Noch einmal zurück in den Auwald zu Studienleiter David Eichenberg, denn eine Frage ist noch offen. Können wir uns darauf verlassen, dass die errechneten Daten wirklich stimmen? Dass tatsächlich 70 Prozent der Allerweltspflanzen rückläufig sind? Denn draußen in der Natur hat das niemand überprüft.

Wir wissen es nicht wirklich, das ist richtig. Wir sind aber eher, wie man sagt, konservativ. Was diese Methode mit unseren Datensätzen macht ist, sie nimmt eher an, dass eine Art anwesend ist, als das sie abwesend ist.

David Eichenberg

Statt konservativ könnte man also auch sagen, die Daten sind optimistisch. Lassen sie keinen eindeutigen Schluss über das Vorkommen einer Pflanze zu, so gehen die Forscher davon aus, dass sie da noch wächst. Die tatsächliche Situation könnte also noch dramatischer sein.

Methode und konkrete ErgebnisseDie Forschenden haben für die Untersuchung die Fläche Deutschlands in Rasterfelder (5x5 km) eingeteilt.
Über ganz Deutschland hinweg ist so in jedem Rasterfeld ein mittlerer Rückgang der Artenvielfalt um rund zwei Prozent pro Jahrzehnt zu verzeichnen, berichten sie in ihrer Mitteilung. Zu den Verlierern zählen insbesondere Archäophyten, das sind Arten, die durch den Menschen, aber bereits vor der Entdeckung Amerikas nach Deutschland gelangten. Dazu gehören unter anderem große Teile unserer Ackerbegleitflora, wie die Saat-Wucherblume und der Echte Frauenspiegel, aber auch Arten, wie der Große Klappertopf und der Gute Heinrich. Dagegen konnten sich viele Neophyten, also Arten, die nach 1492 Deutschland erreicht haben, ausbreiten, wie zum Beispiel das Drüsige Springkraut oder das Schmalblättrige Greiskraut. Die Ergebnisse der Studie machen deutlich, dass selbst diese Zunahme die Verluste der Artenzahl pro betrachteter Flächeneinheit nicht ausgleichen konnten.

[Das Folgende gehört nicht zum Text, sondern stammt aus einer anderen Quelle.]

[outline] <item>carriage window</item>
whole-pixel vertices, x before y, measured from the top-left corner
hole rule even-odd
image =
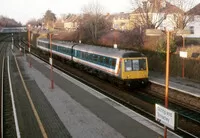
[[[139,60],[140,64],[140,70],[146,70],[146,60],[145,59],[140,59]]]
[[[133,70],[139,70],[139,60],[132,60]]]
[[[132,71],[132,62],[130,59],[124,60],[125,71]]]
[[[145,59],[127,59],[124,61],[125,71],[146,70]]]

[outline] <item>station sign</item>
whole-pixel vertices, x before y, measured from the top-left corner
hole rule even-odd
[[[156,104],[155,109],[156,121],[174,130],[176,126],[175,112],[158,104]]]
[[[114,48],[117,48],[117,44],[114,44],[113,47],[114,47]]]
[[[179,55],[180,55],[180,57],[182,57],[182,58],[187,58],[187,52],[185,52],[185,51],[180,51],[180,52],[179,52]]]
[[[52,60],[52,58],[49,58],[49,64],[50,64],[50,65],[53,65],[53,60]]]

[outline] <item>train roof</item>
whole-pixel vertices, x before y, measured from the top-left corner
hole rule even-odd
[[[41,39],[43,41],[47,41],[47,39]],[[69,47],[69,45],[73,46],[75,43],[69,43],[66,41],[52,41],[54,43],[59,43],[62,45],[66,45]],[[76,50],[81,50],[81,51],[86,51],[90,53],[96,53],[99,55],[107,55],[111,57],[144,57],[144,55],[138,51],[132,51],[132,50],[122,50],[122,49],[117,49],[117,48],[111,48],[111,47],[103,47],[103,46],[95,46],[95,45],[86,45],[86,44],[79,44],[77,43],[74,46],[74,49]]]
[[[144,56],[143,54],[137,51],[122,50],[122,49],[117,49],[117,48],[102,47],[102,46],[95,46],[95,45],[78,44],[74,47],[74,49],[96,53],[100,55],[113,56],[113,57],[126,58],[126,57],[143,57]]]

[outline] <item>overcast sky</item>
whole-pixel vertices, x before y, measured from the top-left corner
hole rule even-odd
[[[65,13],[81,13],[82,7],[94,0],[0,0],[0,15],[14,18],[23,24],[32,18],[41,18],[49,9],[56,16]],[[129,12],[132,9],[130,0],[98,0],[104,12]],[[195,0],[200,3],[200,0]]]

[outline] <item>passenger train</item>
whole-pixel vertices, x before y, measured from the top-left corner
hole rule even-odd
[[[48,39],[38,38],[37,47],[50,52]],[[140,52],[62,41],[53,41],[51,48],[53,54],[119,84],[132,86],[148,82],[147,57]]]

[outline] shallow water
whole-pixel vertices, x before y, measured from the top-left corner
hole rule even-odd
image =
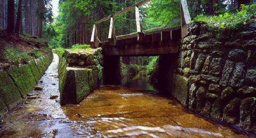
[[[31,92],[39,98],[25,100],[3,119],[0,137],[245,136],[186,111],[174,99],[124,87],[103,87],[62,107],[59,98],[49,98],[59,96],[58,60],[54,54],[38,83],[43,91]]]

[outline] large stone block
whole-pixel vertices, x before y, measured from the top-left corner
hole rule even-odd
[[[0,71],[0,97],[9,109],[14,107],[21,99],[19,88],[3,71]]]
[[[13,66],[7,72],[14,80],[23,98],[36,85],[35,77],[28,65],[23,65],[20,67]]]
[[[242,63],[237,63],[233,72],[229,84],[233,87],[240,87],[244,84],[246,74],[246,66]]]
[[[222,59],[213,58],[210,63],[210,73],[212,75],[219,75],[222,71]]]
[[[196,110],[198,112],[201,112],[205,105],[206,94],[205,89],[202,87],[196,91]]]
[[[256,98],[251,97],[243,100],[240,106],[240,127],[250,130],[253,124],[252,113],[255,106]]]
[[[220,84],[222,86],[227,86],[228,84],[231,73],[235,67],[235,63],[231,61],[227,61],[226,62],[224,69],[222,71],[221,79],[220,80]]]
[[[246,59],[246,55],[243,50],[235,49],[229,51],[228,58],[235,62],[243,62]]]
[[[60,104],[77,104],[96,87],[93,70],[67,67],[65,80],[60,92]],[[97,74],[97,73],[96,73]],[[96,76],[97,77],[97,76]]]
[[[256,69],[247,71],[245,83],[247,85],[256,86]]]
[[[241,100],[236,98],[232,100],[224,108],[223,113],[223,121],[231,124],[236,124],[238,123],[240,117],[240,107]]]
[[[193,83],[190,85],[190,88],[189,89],[189,101],[188,108],[190,110],[194,110],[196,107],[196,101],[195,98],[196,97],[196,86],[195,83]]]
[[[174,74],[173,79],[172,95],[176,98],[181,104],[187,107],[187,99],[188,98],[188,79],[186,77]]]
[[[196,65],[195,66],[195,70],[196,71],[200,71],[205,60],[205,55],[203,54],[200,54],[198,55],[197,59],[196,59]]]

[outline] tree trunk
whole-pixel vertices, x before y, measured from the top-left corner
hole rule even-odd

Hintergrund und Link zur Studie

An der Untersuchung der Pflanzenvielfalt in Deutschland waren Forschende von iDiv, der Universitäten Jena, Halle und Rostock, des Helmholtz-Zentrums für Umweltforschung (UFZ) sowie des Bundesamtes für Naturschutz (BfN) unter enger Beteiligung der oberen Naturschutzbehörden aller 16 Bundesländer beteiligt. Erschienen ist die Studie „Eichenberg D., Bowler D. E., Bonn A., Bruelheide H., Grescho V., Harter D., Jandt U., May R., Winter M., Jansen F. (2020): Widespread decline in central European plant diversity across six decades“ in Global Change Biology.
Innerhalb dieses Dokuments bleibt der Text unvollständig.